Not only that, employers who are slow or complacent about adopting new technologies will also find it challenging to attract and retain top talent, Ms. Rollins said. The study reports 61 per cent of millennials say that a new job’s technology impacts their decision to take the role. More than half of millennials also said they would embrace artificial intelligence at work, believing it would make their job easier.

“Canadian millennials are the ones pushing the envelope and driving the next workplace evolution, therefore employers should take note about the expectation of this group when it comes to integrating the latest technologies into the workplace,” Ms. Rollins said.

The notion that we don’t expect more from our work also says something about Canadians’ relationship to their jobs. It may be that we just don’t care enough if our workplaces are technologically advanced. The study showed that more than half of Canadians identify their job as “something they do to pay the bills” and almost three-quarters say that their life begins at the end of the workday.

This isn’t the first time Canadian companies have been warned that they aren’t adapting quickly enough. In 2015, a Deloitte report warned that Canadian companies weren’t prepared for the disruption to come, including artificial intelligence, advanced robotics and collaborative connected platforms, the Internet of Things.

Of the 700 Canadian business leaders surveyed, the Deloitte study found 35 per cent of firms wholly unprepared for technology disruption. That means the companies didn’t understand the changes to come, did not have a corporate culture that provides incentives for innovation, nor did they have the ability to rapidly deploy new systems.

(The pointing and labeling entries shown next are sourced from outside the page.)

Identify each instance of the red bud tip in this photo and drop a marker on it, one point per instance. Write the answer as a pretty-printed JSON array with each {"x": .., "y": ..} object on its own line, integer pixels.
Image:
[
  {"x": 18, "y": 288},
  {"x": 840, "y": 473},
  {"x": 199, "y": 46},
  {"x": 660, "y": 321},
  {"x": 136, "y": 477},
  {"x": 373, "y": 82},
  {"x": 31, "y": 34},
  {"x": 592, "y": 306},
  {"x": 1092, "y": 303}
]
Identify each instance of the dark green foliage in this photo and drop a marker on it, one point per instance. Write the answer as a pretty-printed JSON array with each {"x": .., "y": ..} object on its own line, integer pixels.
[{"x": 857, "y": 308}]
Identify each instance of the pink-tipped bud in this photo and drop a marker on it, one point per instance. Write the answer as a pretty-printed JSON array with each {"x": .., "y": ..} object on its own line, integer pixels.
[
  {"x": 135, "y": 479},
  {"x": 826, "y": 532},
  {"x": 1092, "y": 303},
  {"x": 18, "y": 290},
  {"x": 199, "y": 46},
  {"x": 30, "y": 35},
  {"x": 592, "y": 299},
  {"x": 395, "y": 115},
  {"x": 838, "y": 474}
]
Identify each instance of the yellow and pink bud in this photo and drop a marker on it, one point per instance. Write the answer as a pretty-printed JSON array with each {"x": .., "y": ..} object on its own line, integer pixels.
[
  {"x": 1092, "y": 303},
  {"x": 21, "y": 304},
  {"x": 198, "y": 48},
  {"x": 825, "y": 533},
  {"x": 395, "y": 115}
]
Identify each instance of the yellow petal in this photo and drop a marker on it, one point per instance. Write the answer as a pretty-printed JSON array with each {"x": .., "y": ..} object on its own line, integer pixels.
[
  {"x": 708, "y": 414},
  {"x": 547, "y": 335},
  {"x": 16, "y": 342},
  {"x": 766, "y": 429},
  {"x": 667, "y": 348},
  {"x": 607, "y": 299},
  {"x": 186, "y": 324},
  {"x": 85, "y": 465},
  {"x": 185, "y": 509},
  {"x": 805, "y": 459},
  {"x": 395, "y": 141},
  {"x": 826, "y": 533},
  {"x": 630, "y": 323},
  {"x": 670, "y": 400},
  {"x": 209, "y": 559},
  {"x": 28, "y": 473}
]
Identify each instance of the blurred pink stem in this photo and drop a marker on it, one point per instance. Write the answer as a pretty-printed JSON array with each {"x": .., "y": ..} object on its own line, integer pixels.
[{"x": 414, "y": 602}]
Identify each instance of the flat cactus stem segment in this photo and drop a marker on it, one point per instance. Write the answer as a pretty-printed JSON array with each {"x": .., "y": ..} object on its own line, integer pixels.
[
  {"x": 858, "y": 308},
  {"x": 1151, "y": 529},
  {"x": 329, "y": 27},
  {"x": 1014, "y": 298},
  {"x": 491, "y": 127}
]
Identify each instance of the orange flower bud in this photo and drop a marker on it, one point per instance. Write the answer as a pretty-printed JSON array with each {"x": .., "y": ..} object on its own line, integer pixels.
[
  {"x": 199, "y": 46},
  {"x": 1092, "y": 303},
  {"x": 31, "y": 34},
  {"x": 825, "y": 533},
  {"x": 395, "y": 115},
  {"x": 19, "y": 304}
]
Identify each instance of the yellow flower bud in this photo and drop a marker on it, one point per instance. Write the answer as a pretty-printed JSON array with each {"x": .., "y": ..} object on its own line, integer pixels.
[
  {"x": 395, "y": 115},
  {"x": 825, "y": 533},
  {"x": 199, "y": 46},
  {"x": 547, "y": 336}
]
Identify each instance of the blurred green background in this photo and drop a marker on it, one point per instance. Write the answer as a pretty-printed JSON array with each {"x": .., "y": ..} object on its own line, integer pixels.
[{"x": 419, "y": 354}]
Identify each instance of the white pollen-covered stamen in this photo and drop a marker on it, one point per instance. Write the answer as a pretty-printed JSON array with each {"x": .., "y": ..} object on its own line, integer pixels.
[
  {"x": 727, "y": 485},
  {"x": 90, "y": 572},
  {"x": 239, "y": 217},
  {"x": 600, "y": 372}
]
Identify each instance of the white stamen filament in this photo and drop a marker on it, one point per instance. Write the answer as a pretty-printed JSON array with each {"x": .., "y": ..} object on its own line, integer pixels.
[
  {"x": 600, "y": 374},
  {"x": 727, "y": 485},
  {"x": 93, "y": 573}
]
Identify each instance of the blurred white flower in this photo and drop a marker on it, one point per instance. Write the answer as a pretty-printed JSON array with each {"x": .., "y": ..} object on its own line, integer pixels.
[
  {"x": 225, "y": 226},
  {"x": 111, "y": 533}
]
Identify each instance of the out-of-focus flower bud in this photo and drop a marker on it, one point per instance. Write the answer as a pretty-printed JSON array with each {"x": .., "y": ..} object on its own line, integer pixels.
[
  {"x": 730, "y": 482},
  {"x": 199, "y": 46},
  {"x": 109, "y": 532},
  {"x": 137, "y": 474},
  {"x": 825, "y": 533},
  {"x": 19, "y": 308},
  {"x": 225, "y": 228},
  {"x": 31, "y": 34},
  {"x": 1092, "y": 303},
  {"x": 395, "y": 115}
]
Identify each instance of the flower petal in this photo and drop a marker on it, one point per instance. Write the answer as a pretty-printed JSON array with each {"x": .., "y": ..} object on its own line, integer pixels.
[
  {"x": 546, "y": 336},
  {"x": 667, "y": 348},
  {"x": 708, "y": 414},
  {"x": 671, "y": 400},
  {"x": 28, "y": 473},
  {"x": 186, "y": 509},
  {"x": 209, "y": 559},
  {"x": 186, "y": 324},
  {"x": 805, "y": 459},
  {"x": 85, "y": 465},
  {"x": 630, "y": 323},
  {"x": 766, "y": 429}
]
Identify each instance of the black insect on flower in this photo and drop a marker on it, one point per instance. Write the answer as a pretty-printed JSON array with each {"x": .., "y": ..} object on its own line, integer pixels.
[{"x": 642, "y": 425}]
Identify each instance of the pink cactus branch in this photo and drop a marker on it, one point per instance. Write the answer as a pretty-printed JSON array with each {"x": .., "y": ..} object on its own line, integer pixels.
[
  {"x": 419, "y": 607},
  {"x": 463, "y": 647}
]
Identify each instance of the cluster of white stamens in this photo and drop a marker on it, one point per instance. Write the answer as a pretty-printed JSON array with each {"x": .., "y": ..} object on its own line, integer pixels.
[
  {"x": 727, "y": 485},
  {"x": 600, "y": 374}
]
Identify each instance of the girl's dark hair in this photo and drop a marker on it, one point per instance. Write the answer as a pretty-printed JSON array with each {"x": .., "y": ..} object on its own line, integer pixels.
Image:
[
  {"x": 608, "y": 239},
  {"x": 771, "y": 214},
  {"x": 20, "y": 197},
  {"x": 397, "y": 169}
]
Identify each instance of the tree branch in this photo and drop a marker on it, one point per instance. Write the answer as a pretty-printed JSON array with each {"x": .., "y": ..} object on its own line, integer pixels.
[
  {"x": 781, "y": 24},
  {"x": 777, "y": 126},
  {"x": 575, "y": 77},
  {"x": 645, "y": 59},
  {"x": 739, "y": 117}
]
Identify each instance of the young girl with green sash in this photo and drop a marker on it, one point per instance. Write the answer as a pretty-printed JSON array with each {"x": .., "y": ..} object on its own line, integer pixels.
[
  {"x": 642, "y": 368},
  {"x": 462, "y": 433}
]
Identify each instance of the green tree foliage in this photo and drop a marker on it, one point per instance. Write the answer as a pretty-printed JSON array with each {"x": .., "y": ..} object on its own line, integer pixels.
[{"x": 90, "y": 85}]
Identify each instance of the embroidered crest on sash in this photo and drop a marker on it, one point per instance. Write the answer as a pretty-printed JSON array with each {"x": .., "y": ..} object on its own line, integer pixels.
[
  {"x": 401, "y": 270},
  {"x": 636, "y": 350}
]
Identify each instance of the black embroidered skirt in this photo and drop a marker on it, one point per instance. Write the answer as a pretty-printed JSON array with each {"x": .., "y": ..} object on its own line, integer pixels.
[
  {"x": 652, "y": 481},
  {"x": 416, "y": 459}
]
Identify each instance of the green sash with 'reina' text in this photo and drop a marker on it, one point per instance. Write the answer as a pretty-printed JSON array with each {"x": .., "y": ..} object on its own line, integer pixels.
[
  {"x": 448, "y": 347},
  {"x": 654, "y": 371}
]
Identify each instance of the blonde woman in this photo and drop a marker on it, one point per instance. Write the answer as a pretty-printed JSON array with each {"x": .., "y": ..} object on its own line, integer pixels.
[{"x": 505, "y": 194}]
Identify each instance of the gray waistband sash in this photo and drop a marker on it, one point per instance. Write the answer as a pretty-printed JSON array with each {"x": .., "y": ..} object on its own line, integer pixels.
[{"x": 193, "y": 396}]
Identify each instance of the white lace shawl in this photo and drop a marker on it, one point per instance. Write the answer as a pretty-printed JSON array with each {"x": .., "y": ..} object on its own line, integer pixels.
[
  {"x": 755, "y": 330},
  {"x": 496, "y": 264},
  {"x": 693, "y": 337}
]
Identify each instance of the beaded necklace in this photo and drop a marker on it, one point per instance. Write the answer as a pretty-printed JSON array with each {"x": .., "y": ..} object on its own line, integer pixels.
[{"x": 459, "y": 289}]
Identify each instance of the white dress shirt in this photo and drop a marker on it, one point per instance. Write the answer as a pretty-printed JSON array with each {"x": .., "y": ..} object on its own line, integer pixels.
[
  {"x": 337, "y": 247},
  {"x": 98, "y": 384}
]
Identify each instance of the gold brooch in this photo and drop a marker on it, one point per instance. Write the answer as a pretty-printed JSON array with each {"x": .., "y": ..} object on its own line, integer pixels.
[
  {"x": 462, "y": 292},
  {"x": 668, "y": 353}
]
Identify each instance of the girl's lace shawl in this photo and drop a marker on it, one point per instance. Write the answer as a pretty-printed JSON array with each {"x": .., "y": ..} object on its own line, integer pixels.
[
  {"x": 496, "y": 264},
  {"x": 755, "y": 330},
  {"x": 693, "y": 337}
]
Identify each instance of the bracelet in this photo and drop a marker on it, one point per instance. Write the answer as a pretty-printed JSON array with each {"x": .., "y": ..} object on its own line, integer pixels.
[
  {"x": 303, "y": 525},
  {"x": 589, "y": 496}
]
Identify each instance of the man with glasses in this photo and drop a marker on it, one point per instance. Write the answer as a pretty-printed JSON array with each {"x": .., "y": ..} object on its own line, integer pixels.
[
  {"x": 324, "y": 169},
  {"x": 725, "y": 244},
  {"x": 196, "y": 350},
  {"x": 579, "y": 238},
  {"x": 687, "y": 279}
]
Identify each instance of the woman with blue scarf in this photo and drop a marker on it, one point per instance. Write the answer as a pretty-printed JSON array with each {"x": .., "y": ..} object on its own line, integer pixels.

But not everyone feels that Canadians are slow to adopt new innovations.

“Just because innovation may not look like it does in the U.S., doesn’t mean it’s not successful. Real innovation is visible and making an impact every day in companies and organizations right across Canada,” said Allen Lalonde, a senior executive at IBM Canada Research & Development Centre.

He cites healthcare specifically as an area in which Canada is demonstrating advances in cognitive computing. For example, researchers at the Movement Disorders Clinic at Toronto’s University Health Network along with the analytics team at the Ontario Brain Institute are using IBM’s Watson (a supercomputer that utilizes artificial intelligence) to learn how to repurpose readily available drugs to treat Parkinson’s disease. It will expedite the work needed to analyze 31 million sources of relevant literature, enhancing the researchers’ productivity.

In the financial sector, he adds, businesses are increasingly turning to the power of analytics to help manage client experiences and make them more secure.

But these are only a few bright points in an otherwise dismal report on how Canadians are once again acting “conservatively” and how those inhibitions about embracing new technologies will keep us behind. As an entrepreneur who has straddled both the startup world and corporate Canada, my only advice is to drop those inhibitions quickly. While you are at it, throw out the Ping-Pong table.